To arrive at a mastectomy, we must have a positive mammogram, a positive biopsy, and a mortal mastectomy. I will now use $B$ as the biopsy rv. If $B$ is 1, a mastectomy is performed. This question asks for $P(M = 1,B = 1, D = 1)$, where $D$ is the rv for dying during a mastectomy. $D$ is independent and $M$ and $B$ are conditionally independent on $C$. This means we need to know about the biopsy statistics. We are given not so straightforward information about the biopsy. In particular we know that:
$$P(B = 1, C = 1) + P(B = 0, C = 0) = 0.75$$We know these are joints because 75% of the time, our biopsy matches the cancer rv. There is no conditioning in that sentence.
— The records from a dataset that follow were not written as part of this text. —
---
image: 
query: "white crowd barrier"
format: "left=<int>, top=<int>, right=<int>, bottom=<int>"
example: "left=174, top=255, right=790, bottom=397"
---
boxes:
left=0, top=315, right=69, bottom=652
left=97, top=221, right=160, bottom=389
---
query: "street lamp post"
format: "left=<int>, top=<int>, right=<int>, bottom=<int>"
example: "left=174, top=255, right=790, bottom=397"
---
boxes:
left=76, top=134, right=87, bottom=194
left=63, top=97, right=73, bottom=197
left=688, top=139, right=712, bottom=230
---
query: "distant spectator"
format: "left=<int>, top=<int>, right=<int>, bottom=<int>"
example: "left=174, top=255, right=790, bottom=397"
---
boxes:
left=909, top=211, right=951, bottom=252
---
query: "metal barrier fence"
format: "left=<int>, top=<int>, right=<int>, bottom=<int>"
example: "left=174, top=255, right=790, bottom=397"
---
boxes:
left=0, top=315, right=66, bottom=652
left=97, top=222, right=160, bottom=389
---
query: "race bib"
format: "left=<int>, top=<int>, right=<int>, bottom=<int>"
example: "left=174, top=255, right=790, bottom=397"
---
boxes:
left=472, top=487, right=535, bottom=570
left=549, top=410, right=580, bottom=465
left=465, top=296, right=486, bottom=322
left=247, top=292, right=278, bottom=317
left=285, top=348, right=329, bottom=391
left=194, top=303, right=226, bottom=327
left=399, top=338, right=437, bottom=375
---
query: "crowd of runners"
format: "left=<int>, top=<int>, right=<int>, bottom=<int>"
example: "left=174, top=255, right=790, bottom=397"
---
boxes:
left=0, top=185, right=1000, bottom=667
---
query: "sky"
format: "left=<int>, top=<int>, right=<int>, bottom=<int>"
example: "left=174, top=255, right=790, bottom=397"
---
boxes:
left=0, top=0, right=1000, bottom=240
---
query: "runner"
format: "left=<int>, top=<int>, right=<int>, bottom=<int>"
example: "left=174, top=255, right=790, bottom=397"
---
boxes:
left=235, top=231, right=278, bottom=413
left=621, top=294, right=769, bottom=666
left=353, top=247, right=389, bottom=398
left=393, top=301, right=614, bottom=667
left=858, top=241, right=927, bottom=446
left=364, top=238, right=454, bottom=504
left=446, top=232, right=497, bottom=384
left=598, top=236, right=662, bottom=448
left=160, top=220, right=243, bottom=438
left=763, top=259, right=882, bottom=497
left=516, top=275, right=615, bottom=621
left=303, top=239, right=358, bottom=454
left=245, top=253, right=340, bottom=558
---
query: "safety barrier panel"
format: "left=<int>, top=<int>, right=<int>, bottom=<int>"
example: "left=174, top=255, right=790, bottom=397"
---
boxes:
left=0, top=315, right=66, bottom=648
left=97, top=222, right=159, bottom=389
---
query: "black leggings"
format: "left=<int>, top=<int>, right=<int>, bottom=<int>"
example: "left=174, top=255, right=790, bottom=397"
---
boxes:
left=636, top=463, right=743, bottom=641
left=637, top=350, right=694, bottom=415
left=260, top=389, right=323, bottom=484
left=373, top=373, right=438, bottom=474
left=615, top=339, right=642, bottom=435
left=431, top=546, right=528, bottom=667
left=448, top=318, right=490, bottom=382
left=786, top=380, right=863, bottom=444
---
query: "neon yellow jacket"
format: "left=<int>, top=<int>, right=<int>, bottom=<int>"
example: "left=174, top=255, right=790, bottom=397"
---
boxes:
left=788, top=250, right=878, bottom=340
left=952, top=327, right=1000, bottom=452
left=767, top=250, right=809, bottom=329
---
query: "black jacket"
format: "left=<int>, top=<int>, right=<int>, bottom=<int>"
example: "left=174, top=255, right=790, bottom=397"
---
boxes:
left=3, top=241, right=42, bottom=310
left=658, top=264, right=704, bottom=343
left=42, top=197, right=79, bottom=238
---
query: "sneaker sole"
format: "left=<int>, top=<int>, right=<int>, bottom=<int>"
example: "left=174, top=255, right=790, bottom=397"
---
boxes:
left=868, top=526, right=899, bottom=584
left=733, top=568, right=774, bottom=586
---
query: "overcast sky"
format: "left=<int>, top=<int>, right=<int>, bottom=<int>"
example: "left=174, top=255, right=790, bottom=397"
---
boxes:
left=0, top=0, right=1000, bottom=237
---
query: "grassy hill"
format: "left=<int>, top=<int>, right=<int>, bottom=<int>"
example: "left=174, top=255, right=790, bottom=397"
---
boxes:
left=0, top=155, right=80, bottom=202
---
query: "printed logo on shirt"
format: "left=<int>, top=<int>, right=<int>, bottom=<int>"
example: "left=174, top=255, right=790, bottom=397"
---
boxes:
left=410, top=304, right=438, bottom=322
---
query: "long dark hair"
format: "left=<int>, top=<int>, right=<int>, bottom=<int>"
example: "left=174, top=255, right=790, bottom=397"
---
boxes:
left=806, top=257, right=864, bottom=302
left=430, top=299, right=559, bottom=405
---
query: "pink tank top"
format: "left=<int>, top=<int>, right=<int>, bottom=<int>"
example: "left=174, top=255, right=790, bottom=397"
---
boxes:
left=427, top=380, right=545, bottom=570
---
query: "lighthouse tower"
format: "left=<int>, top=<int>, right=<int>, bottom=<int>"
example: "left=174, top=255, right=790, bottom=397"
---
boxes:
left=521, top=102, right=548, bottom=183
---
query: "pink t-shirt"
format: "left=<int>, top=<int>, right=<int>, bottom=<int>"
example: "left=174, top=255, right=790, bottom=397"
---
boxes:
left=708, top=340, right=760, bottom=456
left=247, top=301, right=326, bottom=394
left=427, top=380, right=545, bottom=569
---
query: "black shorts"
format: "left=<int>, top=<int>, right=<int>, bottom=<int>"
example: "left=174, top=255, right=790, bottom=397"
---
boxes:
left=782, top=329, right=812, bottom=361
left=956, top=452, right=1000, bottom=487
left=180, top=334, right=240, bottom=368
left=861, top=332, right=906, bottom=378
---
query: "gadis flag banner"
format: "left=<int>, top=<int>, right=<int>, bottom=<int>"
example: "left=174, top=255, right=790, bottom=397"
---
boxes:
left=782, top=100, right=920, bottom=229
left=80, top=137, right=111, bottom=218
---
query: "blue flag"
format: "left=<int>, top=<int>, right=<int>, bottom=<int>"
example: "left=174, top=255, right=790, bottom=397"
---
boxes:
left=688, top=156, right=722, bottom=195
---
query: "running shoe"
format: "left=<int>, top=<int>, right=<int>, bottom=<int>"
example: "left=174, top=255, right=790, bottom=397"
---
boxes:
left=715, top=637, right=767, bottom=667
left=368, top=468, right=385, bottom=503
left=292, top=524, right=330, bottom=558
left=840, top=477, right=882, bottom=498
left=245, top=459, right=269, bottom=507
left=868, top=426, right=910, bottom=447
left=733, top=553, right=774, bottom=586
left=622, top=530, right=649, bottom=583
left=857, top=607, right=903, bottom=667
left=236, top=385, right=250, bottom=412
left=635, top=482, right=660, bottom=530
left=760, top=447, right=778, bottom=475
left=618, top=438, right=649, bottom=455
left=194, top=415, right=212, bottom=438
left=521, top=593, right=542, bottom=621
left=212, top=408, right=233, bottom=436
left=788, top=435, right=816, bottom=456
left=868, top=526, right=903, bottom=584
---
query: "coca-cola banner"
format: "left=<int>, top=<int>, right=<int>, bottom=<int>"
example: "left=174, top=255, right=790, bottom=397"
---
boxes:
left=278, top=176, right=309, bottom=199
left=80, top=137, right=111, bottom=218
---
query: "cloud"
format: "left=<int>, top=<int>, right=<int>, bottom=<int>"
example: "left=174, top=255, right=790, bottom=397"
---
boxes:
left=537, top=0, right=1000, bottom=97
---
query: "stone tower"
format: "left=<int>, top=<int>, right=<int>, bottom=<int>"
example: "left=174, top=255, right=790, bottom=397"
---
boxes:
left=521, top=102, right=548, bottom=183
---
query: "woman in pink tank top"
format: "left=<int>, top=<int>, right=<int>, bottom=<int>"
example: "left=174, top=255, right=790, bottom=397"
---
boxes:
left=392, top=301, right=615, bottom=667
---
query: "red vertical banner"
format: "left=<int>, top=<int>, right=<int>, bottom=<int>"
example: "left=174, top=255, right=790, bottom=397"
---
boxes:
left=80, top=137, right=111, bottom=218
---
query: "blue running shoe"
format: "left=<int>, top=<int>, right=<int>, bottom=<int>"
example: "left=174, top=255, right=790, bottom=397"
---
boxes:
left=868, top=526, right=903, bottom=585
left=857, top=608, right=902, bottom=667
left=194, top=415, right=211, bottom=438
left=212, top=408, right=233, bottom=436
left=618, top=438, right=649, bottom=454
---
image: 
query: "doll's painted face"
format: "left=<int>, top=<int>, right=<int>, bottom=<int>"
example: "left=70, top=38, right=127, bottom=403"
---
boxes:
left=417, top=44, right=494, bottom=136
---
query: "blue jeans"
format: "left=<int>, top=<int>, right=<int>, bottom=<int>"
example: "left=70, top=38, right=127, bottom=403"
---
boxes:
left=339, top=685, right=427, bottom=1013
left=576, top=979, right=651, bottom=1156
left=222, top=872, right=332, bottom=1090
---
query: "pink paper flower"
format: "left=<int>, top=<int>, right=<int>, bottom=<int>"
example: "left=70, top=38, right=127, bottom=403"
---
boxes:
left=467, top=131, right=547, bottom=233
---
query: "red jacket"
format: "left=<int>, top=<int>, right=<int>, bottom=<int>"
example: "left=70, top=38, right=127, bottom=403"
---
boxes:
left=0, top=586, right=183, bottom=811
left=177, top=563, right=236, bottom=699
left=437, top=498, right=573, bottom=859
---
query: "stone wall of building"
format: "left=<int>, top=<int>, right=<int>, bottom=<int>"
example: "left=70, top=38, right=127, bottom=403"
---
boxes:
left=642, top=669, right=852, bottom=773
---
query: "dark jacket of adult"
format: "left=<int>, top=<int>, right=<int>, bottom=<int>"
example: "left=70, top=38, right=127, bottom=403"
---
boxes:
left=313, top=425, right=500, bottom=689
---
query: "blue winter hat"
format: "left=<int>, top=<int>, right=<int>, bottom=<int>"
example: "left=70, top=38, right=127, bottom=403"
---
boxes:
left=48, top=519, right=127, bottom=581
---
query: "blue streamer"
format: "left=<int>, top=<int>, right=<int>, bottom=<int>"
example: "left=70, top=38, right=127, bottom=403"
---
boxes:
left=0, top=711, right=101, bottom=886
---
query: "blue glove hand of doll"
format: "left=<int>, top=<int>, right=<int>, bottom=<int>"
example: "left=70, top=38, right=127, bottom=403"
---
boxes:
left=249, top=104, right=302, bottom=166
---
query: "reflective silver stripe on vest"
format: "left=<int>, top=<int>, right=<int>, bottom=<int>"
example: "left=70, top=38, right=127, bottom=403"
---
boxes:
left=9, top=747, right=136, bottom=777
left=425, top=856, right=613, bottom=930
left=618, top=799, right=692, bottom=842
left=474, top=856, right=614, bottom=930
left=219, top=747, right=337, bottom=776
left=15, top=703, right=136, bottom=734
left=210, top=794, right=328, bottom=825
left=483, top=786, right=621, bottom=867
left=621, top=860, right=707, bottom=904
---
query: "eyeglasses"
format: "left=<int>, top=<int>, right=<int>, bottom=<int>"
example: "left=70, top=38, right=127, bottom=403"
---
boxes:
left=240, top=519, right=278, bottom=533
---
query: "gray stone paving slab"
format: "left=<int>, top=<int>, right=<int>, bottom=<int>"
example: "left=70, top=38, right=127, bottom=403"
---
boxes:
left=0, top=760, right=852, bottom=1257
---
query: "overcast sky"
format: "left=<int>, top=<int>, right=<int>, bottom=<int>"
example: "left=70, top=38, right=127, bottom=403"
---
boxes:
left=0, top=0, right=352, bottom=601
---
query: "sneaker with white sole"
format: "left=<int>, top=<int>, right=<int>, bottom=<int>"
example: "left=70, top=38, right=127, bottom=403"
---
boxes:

Furthermore, we know that:
$$\frac{P(B = 1\, | \, C = 0)}{P(B = 0 \, | \, C = 1)} = 2$$Rearranging and using $P(C = 0) = 0.985$, we can rewrite that as:
$$\frac{P(B = 1, C = 0)}{P(B = 0, C = 1)} = 2\times \frac{P(C = 0)}{P(C = 1)} = 135.4$$We know from marginilzation that:
$$P(B = 1, C = 0) + P(B = 0, C = 0) = P(C = 0) = 0.985$$$$P(B = 1, C = 1) + P(B = 0, C = 1) = P(C = 1) = 0.015$$You can solve for all the quantities, also using normalization as a then giving:
$$P(B = 0, C = 0) = 0.737$$$$P(B = 1, C = 0) = 0.248$$$$P(B = 0, C = 1) = 0.00183$$$$P(B = 1, C = 1) = 0.0132$$Let's now rearrange $P(M = 1, B = 1, D = 1)$:
$$P(M = 1, B = 1, D = 1) = P(B = 1, M = 1) P(D = 1)$$$$P(B = 1, M = 1) = \sum_C P(B = 1, M = 1 \,|\, C) P(C)$$$$P(B = 1, M = 1) = P(B = 1 \,|\, C = 0)P(M = 1 \,|\, C = 0)P(C = 0) + P(B = 1 \,|\, C = 1)P(M = 1 \,|\, C = 1)P(C = 1)$$$$P(B = 1, M = 1) = P(B = 1, C = 0)P(M = 1 \,|\, C = 0) + P(B = 1, C = 1)P(M = 1 \,|\, C = 1)P(C=1)$$$$P(B = 1, M = 1) = 0.248\times 0.45 + 0.0132 \times 0.75 = 0.1215$$Inserting back the mortality probability:
$$P(B = 1, M = 1, D = 1) = 0.1215\times 0.0024 = 0.000292 = 0.0292\%$$There are two survival probabilities, one for those that did have a mastectomy following mammogram and biopsy and those that had a false negative but had treatment later. We first need to find the probability of being in these two groups. We do not need to consider the $C = 0$ groups, since they will always survive cancer. So the first group is $P(B = 1, M = 1, C = 1, S = 0)$, where $S$ is survival. The second group is $P(B = 0, M = 1, C = 1, S' = 0)$ and $P(M = 0, C = 1, S' = 0)$.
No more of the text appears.